Let the fun begin and continue to the very end of this highly amusing farce written by American playwright Ken Ludwig. Set in York, Pennsylvania in 1962, the play centres on two down-on-their-luck British Shakespearean actors, Leo Clark and Jack Gable who, just when all seems lost have a ”good” idea. Of course complication after complication piles up as the audience wonders how they characters can possibly extricate themselves successfully.
The pair discovers through a newspaper article that Florence an elderly, apparently dying woman, has been unable to find Max and Steve, her sister’s children who moved to England as children in order to include them in her multimillion-dollar inheritance.
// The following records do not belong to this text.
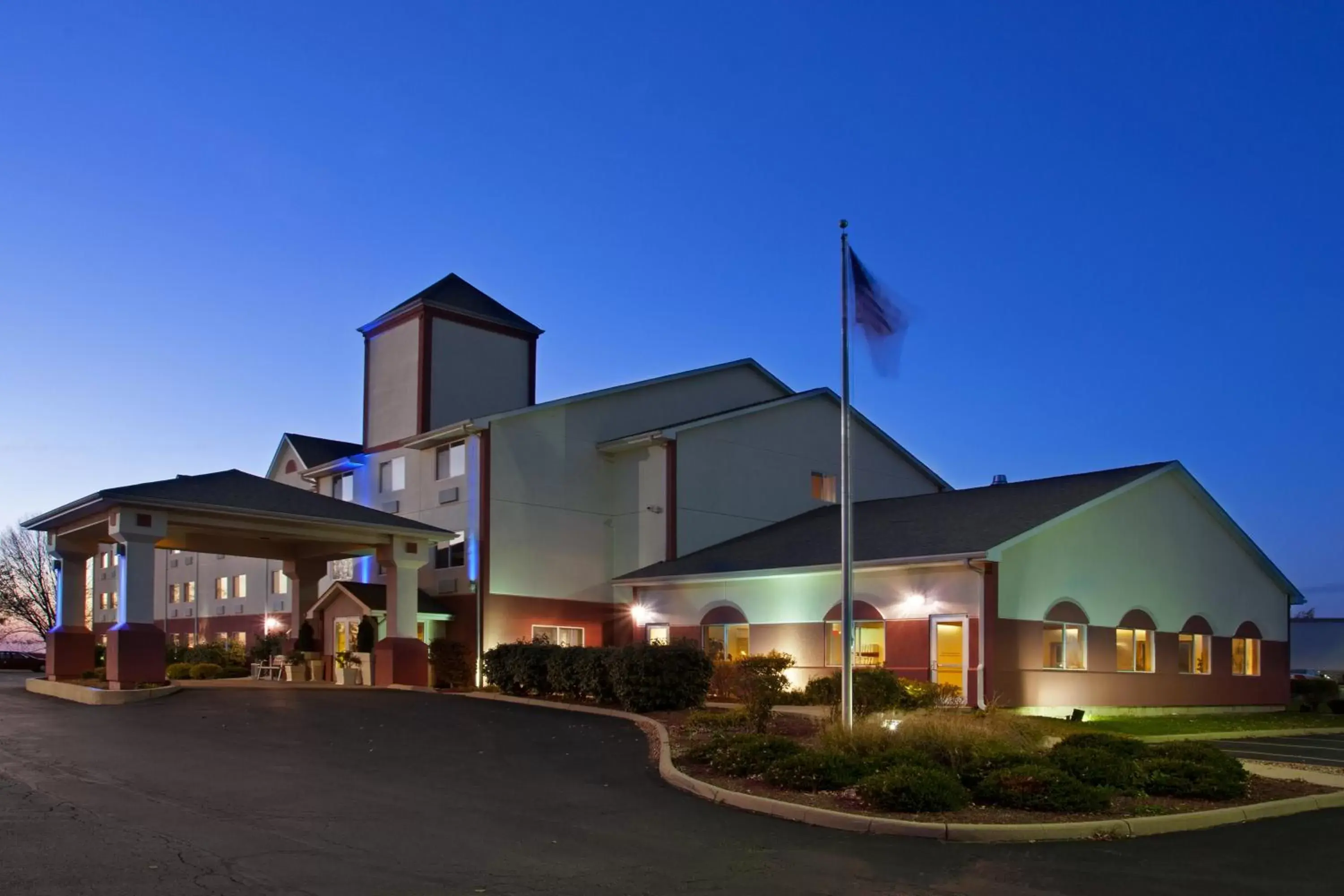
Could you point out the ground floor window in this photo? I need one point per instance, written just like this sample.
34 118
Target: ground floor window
1065 646
1193 653
1245 656
870 644
728 642
558 634
1133 650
They decide to pose as Max and Steve however they soon discover “Max” and “Steve” are actually “Maxine” and “Stephanie,” and from there the pace, deceptions and comical antics increase.
Peter Gizariotis is perfectly cast as Leo Clark and his other half Maxine. From suave actor to cajoling madam he drags the hapless Jack, played with great comic timing by Ben Freedman, and his female half Stephanie, along on the mad cap scheme.
Steve Rowe is suitably sour and distrusting in his portrayal of the rather un-Christian minister.
Dave Went as Head Moose/Doc is obviously enjoying his high jinks as does the audience and Daniel Boole as Frank/Butch fills out the story including some wonderfully dreadful Shakespearian acting.
Meg, played by Nicole Harwood, is delightful as Duncan’s fiancée and adoring fan of Leo, and Nicole Harwood as Audrey is vivacious and bright in her, at times, very cute role.
Jennifer Leslie as the ageing Florence is a scream as she rolls around the stage and, well, is she dead?
A wonderfully detailed period set design by Stephen Snars provides the background and there are several very clever changes as we even find ourselves in a train at one stage. Don’t forget to look closely at the face in the Mona Lisa portrait. Gorgeous costumes, whether the dresses are on women or the men, greatly enhance the atmosphere and draw us into the scenes.
Director Stephen Snars has brought together the actors to form a fun and ever changing story so, for a barrel of laughs this production is a great way to warm up on a cold Sydney night.
Playing at Pavilion Theatre, Doran Drive, Castle Hill until 22nd June 2019.